Marcus Randall

No. 51
- Position: Quarterback / safety / linebacker

Personal information
- Born: March 14, 1982 (age 44) Baton Rouge, Louisiana, U.S.
- Listed height: 6 ft 2 in (1.88 m)
- Listed weight: 219 lb (99 kg)

Career information
- High school: Glen Oaks (Baton Rouge)
- College: Louisiana State
- NFL draft: 2005: undrafted

Career history
- Tennessee Titans (2005); Green Bay Packers (2007)*; Team Arkansas (2008)*;
- * Offseason or practice squad member only

Awards and highlights
- BCS national champion (2003);
- Stats at Pro Football Reference

= Marcus Randall =

American football player (born 1982)

Marcus Keith Randall (born March 14, 1982) is an American former professional football player. Randall played quarterback for LSU, Tennessee Titans and Green Bay Packers of the National Football League (NFL).

==College career==
Randall came to LSU from nearby Glen Oaks High School in Baton Rouge, Louisiana. His brother, Eric Randall, had been a well-known quarterback in the area, leading Southern University to a Black College National Championship in 1995. In 2002, Randall became the starting quarterback halfway through the season, after starter Matt Mauck was lost for the year with a broken foot.

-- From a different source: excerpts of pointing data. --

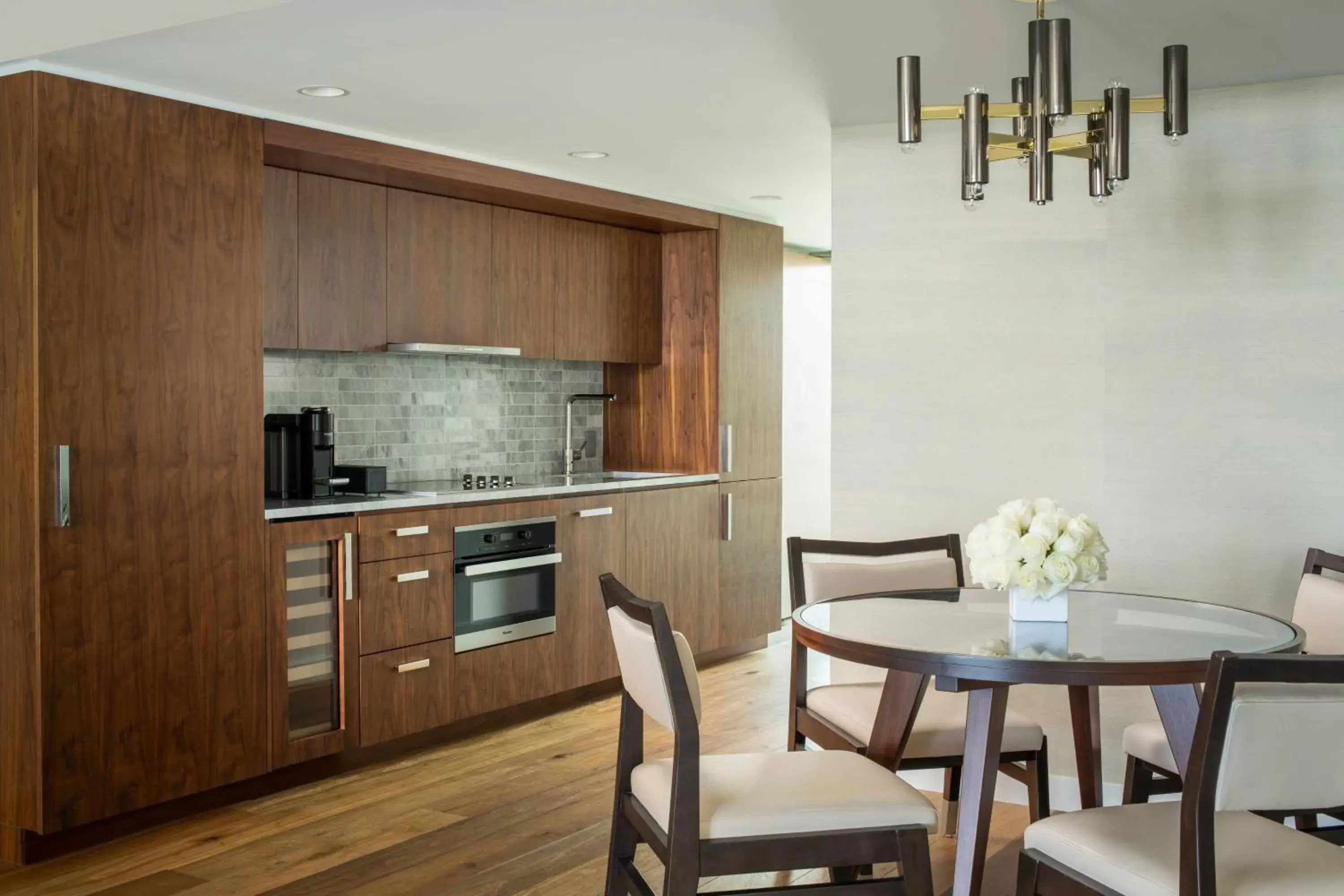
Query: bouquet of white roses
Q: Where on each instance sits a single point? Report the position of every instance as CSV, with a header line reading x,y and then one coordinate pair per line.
x,y
1038,548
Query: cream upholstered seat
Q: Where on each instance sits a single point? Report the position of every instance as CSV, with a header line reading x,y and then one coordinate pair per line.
x,y
788,793
1136,852
940,728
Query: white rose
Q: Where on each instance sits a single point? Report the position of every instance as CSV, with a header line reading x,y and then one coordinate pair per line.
x,y
1069,546
1060,569
1046,526
1031,578
1034,548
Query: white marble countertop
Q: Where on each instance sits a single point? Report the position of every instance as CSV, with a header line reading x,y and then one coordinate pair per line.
x,y
553,487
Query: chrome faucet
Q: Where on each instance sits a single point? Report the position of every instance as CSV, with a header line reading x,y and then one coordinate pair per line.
x,y
570,453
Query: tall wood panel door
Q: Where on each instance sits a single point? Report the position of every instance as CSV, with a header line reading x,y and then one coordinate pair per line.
x,y
590,535
342,265
750,350
672,555
750,559
151,377
439,269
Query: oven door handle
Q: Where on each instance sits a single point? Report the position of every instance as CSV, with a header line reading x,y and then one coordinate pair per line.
x,y
504,566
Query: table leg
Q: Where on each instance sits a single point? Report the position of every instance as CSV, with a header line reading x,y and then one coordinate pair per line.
x,y
1179,708
901,699
986,710
1086,718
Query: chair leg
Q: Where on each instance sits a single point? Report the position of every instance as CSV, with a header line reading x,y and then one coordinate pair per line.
x,y
951,800
1139,782
916,868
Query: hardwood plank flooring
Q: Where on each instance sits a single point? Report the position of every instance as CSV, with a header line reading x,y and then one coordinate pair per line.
x,y
522,810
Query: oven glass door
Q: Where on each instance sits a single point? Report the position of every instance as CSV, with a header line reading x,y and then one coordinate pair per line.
x,y
499,599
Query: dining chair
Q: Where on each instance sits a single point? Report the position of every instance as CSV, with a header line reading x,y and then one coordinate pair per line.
x,y
842,714
1150,765
1265,741
748,813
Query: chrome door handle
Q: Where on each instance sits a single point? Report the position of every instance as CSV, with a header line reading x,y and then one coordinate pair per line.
x,y
504,566
64,487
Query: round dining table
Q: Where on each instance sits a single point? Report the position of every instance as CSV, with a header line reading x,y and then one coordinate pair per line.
x,y
964,640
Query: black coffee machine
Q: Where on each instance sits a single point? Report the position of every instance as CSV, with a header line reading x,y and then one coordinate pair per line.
x,y
302,454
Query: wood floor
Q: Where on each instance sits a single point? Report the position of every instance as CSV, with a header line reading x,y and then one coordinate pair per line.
x,y
523,810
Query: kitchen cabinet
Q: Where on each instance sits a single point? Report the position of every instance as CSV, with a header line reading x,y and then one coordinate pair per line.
x,y
314,644
672,555
750,350
342,265
280,258
132,655
590,534
750,560
439,271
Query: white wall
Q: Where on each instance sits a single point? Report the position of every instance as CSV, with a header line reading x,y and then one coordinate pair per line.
x,y
1171,365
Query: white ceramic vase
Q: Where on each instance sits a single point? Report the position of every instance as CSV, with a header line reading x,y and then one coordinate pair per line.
x,y
1029,607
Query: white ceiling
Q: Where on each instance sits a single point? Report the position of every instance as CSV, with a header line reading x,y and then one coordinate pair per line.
x,y
699,101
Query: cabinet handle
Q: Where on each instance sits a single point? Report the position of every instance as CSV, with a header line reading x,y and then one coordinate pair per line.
x,y
64,487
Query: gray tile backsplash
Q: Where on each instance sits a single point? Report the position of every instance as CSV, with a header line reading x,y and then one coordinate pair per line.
x,y
436,417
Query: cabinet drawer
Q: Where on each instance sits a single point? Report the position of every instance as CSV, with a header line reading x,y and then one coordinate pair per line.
x,y
404,602
386,536
405,691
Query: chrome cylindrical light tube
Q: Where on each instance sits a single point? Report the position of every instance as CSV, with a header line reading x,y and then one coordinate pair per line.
x,y
1176,89
975,142
1061,68
1041,163
908,100
1116,129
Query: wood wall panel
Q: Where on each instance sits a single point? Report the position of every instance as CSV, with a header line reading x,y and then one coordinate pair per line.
x,y
280,260
150,342
21,794
342,265
666,416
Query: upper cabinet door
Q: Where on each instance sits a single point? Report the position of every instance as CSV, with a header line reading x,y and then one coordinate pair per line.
x,y
523,281
342,265
280,258
750,349
439,271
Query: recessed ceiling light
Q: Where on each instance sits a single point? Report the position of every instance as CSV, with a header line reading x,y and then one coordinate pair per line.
x,y
323,90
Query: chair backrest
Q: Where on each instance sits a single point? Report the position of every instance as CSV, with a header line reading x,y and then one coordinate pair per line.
x,y
659,673
883,570
1268,739
1320,603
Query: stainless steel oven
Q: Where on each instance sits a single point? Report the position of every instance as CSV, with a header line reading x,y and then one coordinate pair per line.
x,y
503,582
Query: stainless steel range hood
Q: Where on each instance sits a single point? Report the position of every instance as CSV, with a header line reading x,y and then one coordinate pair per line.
x,y
436,349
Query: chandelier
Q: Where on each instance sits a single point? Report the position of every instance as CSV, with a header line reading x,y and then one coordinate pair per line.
x,y
1041,103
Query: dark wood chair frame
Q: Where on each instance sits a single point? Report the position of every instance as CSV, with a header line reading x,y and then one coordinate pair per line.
x,y
1038,875
685,855
1029,767
1143,780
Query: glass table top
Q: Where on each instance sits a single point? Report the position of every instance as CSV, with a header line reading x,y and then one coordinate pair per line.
x,y
1103,626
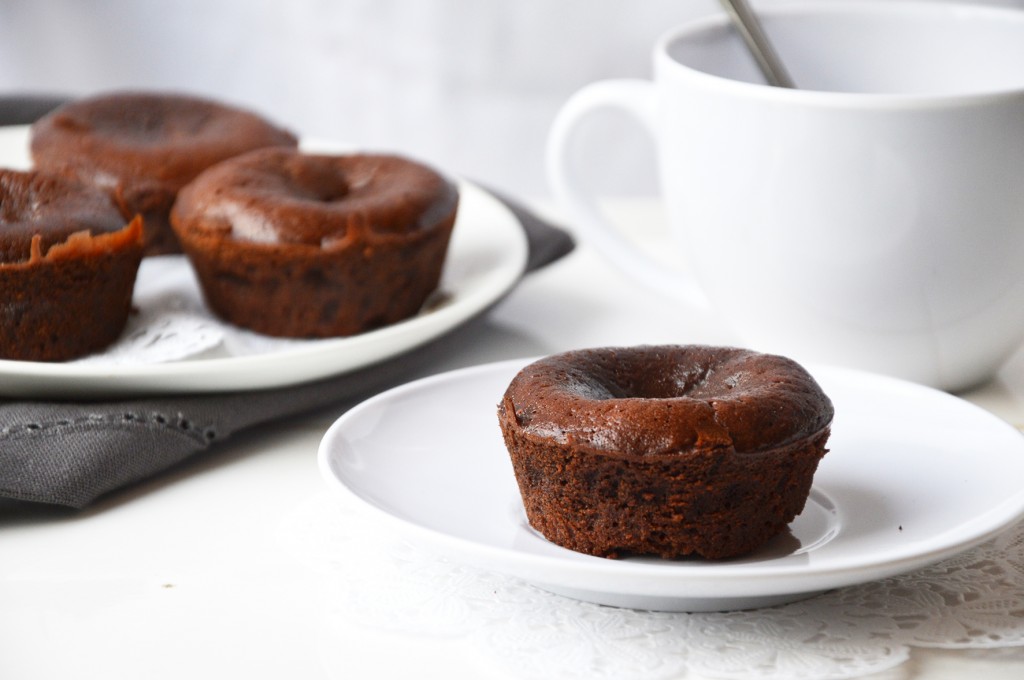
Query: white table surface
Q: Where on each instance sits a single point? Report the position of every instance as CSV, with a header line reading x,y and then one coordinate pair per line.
x,y
184,576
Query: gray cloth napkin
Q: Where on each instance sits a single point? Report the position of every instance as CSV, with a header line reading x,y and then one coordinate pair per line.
x,y
69,454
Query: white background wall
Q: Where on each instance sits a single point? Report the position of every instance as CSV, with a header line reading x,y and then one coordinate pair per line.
x,y
468,85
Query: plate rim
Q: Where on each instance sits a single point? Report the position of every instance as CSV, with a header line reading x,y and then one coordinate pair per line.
x,y
243,371
722,582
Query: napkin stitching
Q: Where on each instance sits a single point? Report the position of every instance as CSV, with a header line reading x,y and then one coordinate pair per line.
x,y
176,423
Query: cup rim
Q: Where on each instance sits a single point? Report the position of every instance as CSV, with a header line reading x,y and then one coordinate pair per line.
x,y
663,59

In 2003, he saw limited action behind Mauck during LSU's run to a BCS National Championship. In 2004, he started the majority of LSU's games, but split time with redshirt freshman JaMarcus Russell. During his career at LSU, Randall threw for 2,845 yards, 18 touchdowns and 12 interceptions. He also threw the game-winning touchdown against Kentucky in 2002, now known as the "Bluegrass Miracle".

==Professional career==

===NFL===
Randall was not selected in the 2005 NFL draft. However, he did sign as an undrafted free agent with the Titans, who converted him first to safety and later linebacker. Randall played the final three games of the 2005 season with the Titans and made three tackles. The Titans cut him on September 2, 2006.

The Green Bay Packers signed him on February 20, 2007 and then released him on June 8, 2007.

===AAFL===
Randall was selected in inaugural AAFL draft by Arkansas to play quarterback.